In 1978, General Assembly issued a Definitive Guidance about homosexuals in the church. This caused a time of upheaval for the Lodwicks. Bob questions his call to ministry. Quite by accident, Hedy discovered Bob was gay. They had already been married 27 years. She found out now the answers to questions that had been troubling her. After reflection, she realized that love, family, and their joint calling as a team in ministry were too important to abandon. She joined a large group of women "in the closet." she and Bob continued their work for the presbyterian Church while silently working to bring gays to acceptable visibility in the church. It was helpful to discover that they had support in the staff!
In 1978, a position as Presbyterian Representative in Europe opened up. Bob applied and was appointed. He and Hedy became the new Representatives, with headquarters in Geneva, Switzerland. His travels were now mostly to Eastern and Southern Europe. Hedy worked with various women's groups throughout Europe during the time. These contacts were very much enjoyed, but another 15 years brought them to 1993 and time to retire.

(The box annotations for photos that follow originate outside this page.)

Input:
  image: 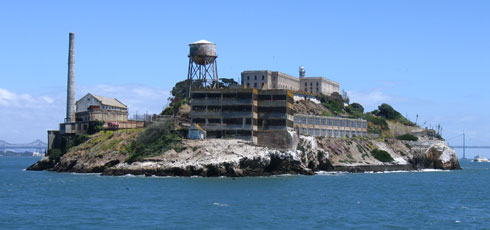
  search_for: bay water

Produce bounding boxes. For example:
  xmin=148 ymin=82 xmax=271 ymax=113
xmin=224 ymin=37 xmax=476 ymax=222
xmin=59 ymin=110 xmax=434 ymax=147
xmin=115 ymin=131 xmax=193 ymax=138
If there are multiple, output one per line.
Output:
xmin=0 ymin=157 xmax=490 ymax=229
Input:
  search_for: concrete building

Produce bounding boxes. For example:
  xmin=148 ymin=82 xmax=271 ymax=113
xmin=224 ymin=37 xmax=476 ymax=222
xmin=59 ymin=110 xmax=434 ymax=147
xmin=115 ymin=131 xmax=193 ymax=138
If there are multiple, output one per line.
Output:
xmin=75 ymin=93 xmax=128 ymax=122
xmin=294 ymin=114 xmax=367 ymax=137
xmin=241 ymin=70 xmax=299 ymax=91
xmin=190 ymin=88 xmax=294 ymax=140
xmin=299 ymin=77 xmax=340 ymax=95
xmin=241 ymin=69 xmax=340 ymax=95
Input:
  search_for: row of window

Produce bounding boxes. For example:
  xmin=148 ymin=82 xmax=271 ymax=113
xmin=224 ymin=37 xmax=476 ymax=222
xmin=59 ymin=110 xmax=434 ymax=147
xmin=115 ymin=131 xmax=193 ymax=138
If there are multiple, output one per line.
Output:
xmin=299 ymin=128 xmax=366 ymax=137
xmin=305 ymin=82 xmax=319 ymax=87
xmin=294 ymin=116 xmax=367 ymax=128
xmin=247 ymin=82 xmax=265 ymax=88
xmin=247 ymin=75 xmax=265 ymax=81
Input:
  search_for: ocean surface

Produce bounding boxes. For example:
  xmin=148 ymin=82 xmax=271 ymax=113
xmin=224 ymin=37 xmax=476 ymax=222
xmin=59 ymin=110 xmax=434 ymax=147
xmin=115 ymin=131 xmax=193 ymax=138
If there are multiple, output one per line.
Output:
xmin=0 ymin=157 xmax=490 ymax=229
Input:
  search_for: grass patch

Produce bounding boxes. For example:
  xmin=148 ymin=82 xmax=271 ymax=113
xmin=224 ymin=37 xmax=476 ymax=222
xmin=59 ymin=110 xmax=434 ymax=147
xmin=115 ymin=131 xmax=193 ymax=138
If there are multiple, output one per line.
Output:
xmin=125 ymin=121 xmax=182 ymax=163
xmin=371 ymin=149 xmax=394 ymax=162
xmin=396 ymin=133 xmax=419 ymax=141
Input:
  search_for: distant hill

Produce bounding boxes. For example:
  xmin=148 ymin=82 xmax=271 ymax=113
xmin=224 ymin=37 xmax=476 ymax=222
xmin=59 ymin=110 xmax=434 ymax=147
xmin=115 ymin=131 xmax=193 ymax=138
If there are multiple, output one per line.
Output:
xmin=0 ymin=140 xmax=48 ymax=149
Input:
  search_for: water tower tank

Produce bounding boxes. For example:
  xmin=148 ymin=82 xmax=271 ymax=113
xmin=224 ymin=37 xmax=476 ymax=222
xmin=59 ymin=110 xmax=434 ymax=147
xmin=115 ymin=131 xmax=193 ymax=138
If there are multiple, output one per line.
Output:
xmin=189 ymin=40 xmax=217 ymax=65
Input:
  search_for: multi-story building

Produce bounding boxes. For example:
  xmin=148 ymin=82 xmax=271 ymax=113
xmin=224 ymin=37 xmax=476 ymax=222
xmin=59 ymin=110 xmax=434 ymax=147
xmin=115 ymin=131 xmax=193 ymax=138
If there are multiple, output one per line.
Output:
xmin=294 ymin=114 xmax=367 ymax=137
xmin=241 ymin=70 xmax=340 ymax=95
xmin=75 ymin=93 xmax=128 ymax=122
xmin=242 ymin=70 xmax=299 ymax=91
xmin=299 ymin=77 xmax=340 ymax=95
xmin=190 ymin=88 xmax=294 ymax=139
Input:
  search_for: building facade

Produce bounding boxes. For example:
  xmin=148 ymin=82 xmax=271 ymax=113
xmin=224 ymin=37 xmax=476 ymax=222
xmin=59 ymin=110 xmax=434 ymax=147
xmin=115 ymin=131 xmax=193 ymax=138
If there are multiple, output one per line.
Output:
xmin=190 ymin=88 xmax=294 ymax=140
xmin=294 ymin=114 xmax=367 ymax=137
xmin=241 ymin=70 xmax=340 ymax=95
xmin=75 ymin=93 xmax=128 ymax=122
xmin=299 ymin=77 xmax=340 ymax=95
xmin=241 ymin=70 xmax=299 ymax=91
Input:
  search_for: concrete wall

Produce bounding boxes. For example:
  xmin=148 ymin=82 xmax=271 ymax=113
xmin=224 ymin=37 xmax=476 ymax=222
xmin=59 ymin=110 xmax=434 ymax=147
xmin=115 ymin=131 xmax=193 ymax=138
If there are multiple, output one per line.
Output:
xmin=241 ymin=70 xmax=340 ymax=95
xmin=76 ymin=94 xmax=102 ymax=113
xmin=254 ymin=130 xmax=297 ymax=150
xmin=294 ymin=114 xmax=367 ymax=137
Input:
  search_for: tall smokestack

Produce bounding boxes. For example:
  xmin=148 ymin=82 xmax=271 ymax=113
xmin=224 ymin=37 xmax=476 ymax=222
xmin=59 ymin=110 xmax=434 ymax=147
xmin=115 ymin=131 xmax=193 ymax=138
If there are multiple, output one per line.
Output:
xmin=65 ymin=33 xmax=75 ymax=122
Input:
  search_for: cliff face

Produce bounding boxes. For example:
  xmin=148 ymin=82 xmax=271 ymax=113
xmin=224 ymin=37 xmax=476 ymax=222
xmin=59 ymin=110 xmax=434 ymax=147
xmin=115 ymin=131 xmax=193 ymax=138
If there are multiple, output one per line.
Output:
xmin=28 ymin=131 xmax=460 ymax=176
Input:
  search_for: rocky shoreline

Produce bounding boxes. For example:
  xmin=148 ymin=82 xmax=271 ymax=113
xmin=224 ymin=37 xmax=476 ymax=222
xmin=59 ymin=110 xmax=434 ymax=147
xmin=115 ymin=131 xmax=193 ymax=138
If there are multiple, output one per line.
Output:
xmin=27 ymin=134 xmax=461 ymax=177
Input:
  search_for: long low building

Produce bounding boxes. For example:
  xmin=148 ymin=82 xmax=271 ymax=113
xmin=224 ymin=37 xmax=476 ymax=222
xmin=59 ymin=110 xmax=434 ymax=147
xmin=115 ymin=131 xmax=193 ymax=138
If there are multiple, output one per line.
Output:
xmin=294 ymin=114 xmax=367 ymax=137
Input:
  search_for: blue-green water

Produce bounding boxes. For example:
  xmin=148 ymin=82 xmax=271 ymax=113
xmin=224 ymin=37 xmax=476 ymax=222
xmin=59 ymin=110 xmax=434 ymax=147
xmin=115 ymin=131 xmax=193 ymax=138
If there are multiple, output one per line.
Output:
xmin=0 ymin=157 xmax=490 ymax=229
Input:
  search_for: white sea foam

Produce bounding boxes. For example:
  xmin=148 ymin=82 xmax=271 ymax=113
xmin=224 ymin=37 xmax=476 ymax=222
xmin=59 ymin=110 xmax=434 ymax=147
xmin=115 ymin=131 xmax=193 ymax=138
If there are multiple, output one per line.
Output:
xmin=213 ymin=202 xmax=230 ymax=207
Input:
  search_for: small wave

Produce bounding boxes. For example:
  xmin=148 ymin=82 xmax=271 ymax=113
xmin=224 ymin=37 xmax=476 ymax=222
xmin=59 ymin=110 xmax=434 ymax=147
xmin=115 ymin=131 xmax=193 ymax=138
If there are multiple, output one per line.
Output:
xmin=213 ymin=202 xmax=230 ymax=207
xmin=315 ymin=171 xmax=348 ymax=176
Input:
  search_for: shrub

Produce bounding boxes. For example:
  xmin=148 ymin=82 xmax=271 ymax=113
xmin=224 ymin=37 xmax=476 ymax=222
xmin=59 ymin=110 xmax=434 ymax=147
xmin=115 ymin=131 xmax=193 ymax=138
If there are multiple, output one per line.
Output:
xmin=48 ymin=149 xmax=63 ymax=161
xmin=396 ymin=133 xmax=419 ymax=141
xmin=87 ymin=120 xmax=104 ymax=135
xmin=126 ymin=121 xmax=185 ymax=163
xmin=371 ymin=149 xmax=393 ymax=162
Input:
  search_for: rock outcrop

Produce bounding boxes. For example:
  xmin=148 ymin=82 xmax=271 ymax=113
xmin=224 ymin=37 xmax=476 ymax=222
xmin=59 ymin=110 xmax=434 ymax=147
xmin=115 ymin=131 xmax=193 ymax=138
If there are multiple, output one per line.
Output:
xmin=28 ymin=129 xmax=460 ymax=177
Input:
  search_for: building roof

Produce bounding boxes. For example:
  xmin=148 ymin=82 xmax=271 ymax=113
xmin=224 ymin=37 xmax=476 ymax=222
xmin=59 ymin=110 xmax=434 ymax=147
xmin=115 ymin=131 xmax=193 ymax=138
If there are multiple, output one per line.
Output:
xmin=89 ymin=93 xmax=128 ymax=109
xmin=191 ymin=40 xmax=213 ymax=44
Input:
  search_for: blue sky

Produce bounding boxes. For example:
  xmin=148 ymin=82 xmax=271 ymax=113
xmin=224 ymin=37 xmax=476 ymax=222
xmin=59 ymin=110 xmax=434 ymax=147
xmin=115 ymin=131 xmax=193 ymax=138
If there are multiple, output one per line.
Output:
xmin=0 ymin=0 xmax=490 ymax=155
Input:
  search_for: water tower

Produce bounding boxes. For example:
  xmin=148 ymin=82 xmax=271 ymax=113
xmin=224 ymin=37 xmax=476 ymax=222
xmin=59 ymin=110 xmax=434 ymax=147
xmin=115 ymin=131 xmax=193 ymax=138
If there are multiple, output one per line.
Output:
xmin=187 ymin=40 xmax=218 ymax=91
xmin=299 ymin=66 xmax=306 ymax=78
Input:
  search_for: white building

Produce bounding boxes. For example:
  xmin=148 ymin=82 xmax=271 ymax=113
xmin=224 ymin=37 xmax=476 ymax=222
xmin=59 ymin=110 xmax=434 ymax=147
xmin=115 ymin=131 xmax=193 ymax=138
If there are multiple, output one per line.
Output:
xmin=241 ymin=70 xmax=340 ymax=95
xmin=75 ymin=93 xmax=128 ymax=122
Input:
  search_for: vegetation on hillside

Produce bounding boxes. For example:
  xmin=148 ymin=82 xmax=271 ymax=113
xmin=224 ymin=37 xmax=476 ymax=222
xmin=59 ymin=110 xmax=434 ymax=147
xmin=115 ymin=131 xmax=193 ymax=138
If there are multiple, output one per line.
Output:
xmin=124 ymin=121 xmax=185 ymax=163
xmin=371 ymin=149 xmax=394 ymax=162
xmin=396 ymin=133 xmax=419 ymax=141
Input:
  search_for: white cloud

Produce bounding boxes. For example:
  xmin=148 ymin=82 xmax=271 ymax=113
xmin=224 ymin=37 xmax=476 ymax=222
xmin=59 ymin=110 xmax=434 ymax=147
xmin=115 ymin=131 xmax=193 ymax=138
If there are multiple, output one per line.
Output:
xmin=0 ymin=84 xmax=170 ymax=143
xmin=347 ymin=89 xmax=393 ymax=109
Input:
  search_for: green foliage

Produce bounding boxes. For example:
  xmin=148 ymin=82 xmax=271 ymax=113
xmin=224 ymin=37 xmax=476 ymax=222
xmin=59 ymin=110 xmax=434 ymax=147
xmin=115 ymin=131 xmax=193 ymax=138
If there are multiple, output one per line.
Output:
xmin=126 ymin=122 xmax=185 ymax=163
xmin=356 ymin=144 xmax=364 ymax=153
xmin=296 ymin=144 xmax=305 ymax=153
xmin=375 ymin=103 xmax=401 ymax=120
xmin=396 ymin=133 xmax=419 ymax=141
xmin=320 ymin=92 xmax=345 ymax=115
xmin=371 ymin=149 xmax=393 ymax=162
xmin=371 ymin=103 xmax=415 ymax=126
xmin=48 ymin=134 xmax=89 ymax=161
xmin=87 ymin=120 xmax=104 ymax=135
xmin=48 ymin=149 xmax=63 ymax=161
xmin=362 ymin=113 xmax=390 ymax=135
xmin=345 ymin=103 xmax=364 ymax=117
xmin=219 ymin=78 xmax=238 ymax=88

In 1993, McCormick Seminary honored Bob and Hedi as Distinguished Alumni. they were the first couple to be so honored, a team in ministry.
Bob, however, coult not retire! Quickly he became an enthusiastic volunteer with the AIDS Interfaith ministry. Much was needed for those suffering and dying. At the same time and invitation came from Friendship Press for him to assemble a book on Europe. With the help of Hedy, he produced Remembering the Furutre, the Challenge of the Churches in Europe. Next he served for three years as coordinator for the Ceneral Council Meeting of the World Assiance fo Reformed Churches held in 1987 in Debrecen, Hungary. Several times before, he had coordinated the visitors' programs for the World Council of churches. Finally at Monte Vista, he served as president of the residents association for two years, as chair of convocation, on the Board of Trustees, and on the board of the House of Rest. When words began to fail him, Mae invited him to open incoming merchandise at 10,000 Villages. This he did happily until illness took him to the health center.
Throughout his life, Bob loved flowers. He would bring home flats of flowers for Hedy to plant. He would then pick them and brighten people's days with bouquests of flowers, often miniature roses. he also collected bells from around the world and loved finding treasures from his travels to bring home to give to family and friends. He had a sense of humor which never left him even when words no longer came easily. He will be remembered for his wisdom, leadership, love of beautiful things, travel, family, and friends.
Robert is survived by his wife, Hedy, still in Pasadena. His three children: Margaret and her husband Mark (North Dakota), Marion and her husband David (Washington), Philp and his wife Kathy (Minnesota); seven grandchildren: Lisa (California), Keith and his partner Carly (Utah), Scott and his wife Kelsey (Colorado), Jacob (Washington), Justin (Washington), Amelia, Ben; and two great grandchildren Emmeline and River. He is also sirvived by his sister, Peggy, and niece, Lea.